Con la venida del nuevo año llega también la hora de los balances del año anterior. En el ámbito literario se confeccionan esas listas absolutamente arbitrarias donde se recogen los mejores y los peores libros, se clasifican según el número de ventas, se destaca aquel escritor revelación o la consagración de aquel otro y mil menudencias más que nutren el capricho estadístico. Pero este año he descubierto otro balance que se ha puesto de moda. Se da, sobre todo, en las redes sociales y consiste en hacer acopio del número de libros leídos por cada lector durante el año. Algunos no sólo se limitan a dar buena cuenta de la cantidad exacta de sus lecturas, sino que, además, ofrecen los títulos numerados por orden cronológico e, incluso, desglosados por meses. Les acompañan, además, otros datos como el número de páginas de cada libro y la suma total de páginas consumidas. Y todos compiten a ver quién ha leído más libros o quién acumula más páginas totales. Confieso que me siento gozoso ante esta efervescencia lectora que así genera esta sana competencia. Mejor eso que porfiar por ver quién bebe más litronas. Pero me parece que las lecturas de cada cual, más allá del interés que pueda resultar de compartir títulos y experiencias concretas, así mercantilizadas, a peso, resultan una exhibición impúdica que desvirtúa la relación privada del lector y su libro. A nadie le importa qué hemos leído si no es para ofrecer una buena reseña, una recomendación o el deseo de contar la vivencia que el libro nos ha reportado. Los libros no son meras listas, ni trofeos de caza colgados de una pared, ni coloridas colecciones de entomólogo pinchadas con un alfiler en el corcho de nuestra estantería para vistoso deleite de las visitas.

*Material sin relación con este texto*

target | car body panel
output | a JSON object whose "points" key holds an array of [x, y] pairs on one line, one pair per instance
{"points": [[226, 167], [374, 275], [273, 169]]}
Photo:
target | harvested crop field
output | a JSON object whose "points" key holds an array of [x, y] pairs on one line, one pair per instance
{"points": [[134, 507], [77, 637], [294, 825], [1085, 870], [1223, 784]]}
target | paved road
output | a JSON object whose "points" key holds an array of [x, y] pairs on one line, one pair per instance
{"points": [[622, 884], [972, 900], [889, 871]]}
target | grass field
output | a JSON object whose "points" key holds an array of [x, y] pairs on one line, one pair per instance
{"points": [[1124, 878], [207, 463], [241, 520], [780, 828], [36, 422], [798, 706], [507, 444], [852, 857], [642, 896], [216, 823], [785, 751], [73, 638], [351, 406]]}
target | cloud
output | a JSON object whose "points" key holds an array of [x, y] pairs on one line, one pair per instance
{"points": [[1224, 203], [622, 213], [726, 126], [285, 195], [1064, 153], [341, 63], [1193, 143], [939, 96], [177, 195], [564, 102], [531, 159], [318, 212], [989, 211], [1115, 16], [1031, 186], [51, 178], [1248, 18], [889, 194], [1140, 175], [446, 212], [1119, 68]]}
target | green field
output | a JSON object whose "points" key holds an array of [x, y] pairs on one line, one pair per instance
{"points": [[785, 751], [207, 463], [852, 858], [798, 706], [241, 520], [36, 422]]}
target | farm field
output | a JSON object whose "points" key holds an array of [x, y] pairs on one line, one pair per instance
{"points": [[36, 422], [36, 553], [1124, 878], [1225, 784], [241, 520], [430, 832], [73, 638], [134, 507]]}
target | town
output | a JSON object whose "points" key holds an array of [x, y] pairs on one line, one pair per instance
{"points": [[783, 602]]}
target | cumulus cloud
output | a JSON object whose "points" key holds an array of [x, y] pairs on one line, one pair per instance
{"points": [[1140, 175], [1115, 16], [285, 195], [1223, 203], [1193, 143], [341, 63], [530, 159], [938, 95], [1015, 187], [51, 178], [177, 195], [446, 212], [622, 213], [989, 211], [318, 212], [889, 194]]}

Confieso también que me siento algo acomplejado. Yo, que me considero un buen lector, regular y asiduo a mi cita diaria con los libros, no alcanzo ni por asomo la ingente cantidad de lecturas de mis correligionarios; por ejemplo, los 134 libros anuales que cita uno de ellos. Una media de más de 11 libros al mes. Admiro tal prodigio de dedicación pero, sin pararme a evaluar la calidad de sus lecturas ni las obligaciones cotidianas de cada cual, ni la cantidad de tiempo libre que como tregua aquellas le regalen, debo recordar (sólo por si acaso) que el libro exige paladeo, como el buen vino. Un libro de poemas de apenas cien páginas puede durarme mucho más que una novela de trescientas, porque la poesía no se lee como se lee un periódico. Uno se detiene en el verso, se suspende en él, lo degusta, calibra en su mente esa imagen genial, lo relee varias veces, cada vez con una sugestión nueva o un matiz que se escapaba y que ahora lo completa. Con menor demora se lee una novela pero también ésta participa del mismo criterio de delectación. Las lecturas apresuradas, “en diagonal”, como dicen algunos, nunca pueden dejar poso alguno en nuestro espíritu. Si somos lo que leemos, si algunos cosemos nuestra identidad a base de hilvanar puntadas de libros sobre nuestra conciencia, si el libro es un compañero confidente con el que susurramos secretos sin prisa, entonces consideremos la paciencia, consideremos la dulce lentitud, aunque nuestra vida finita nos punce el alma al recordarnos todo lo que no leeremos nunca. Que cada libro, si es merecedor de ello, cale, igual que cala el abrazo largo que reconforta, igual que cala el beso en donde uno se olvida del mundo y hasta de sí mismo. Leamos mucho, sí, pero leamos bien. Feliz y literario 2014.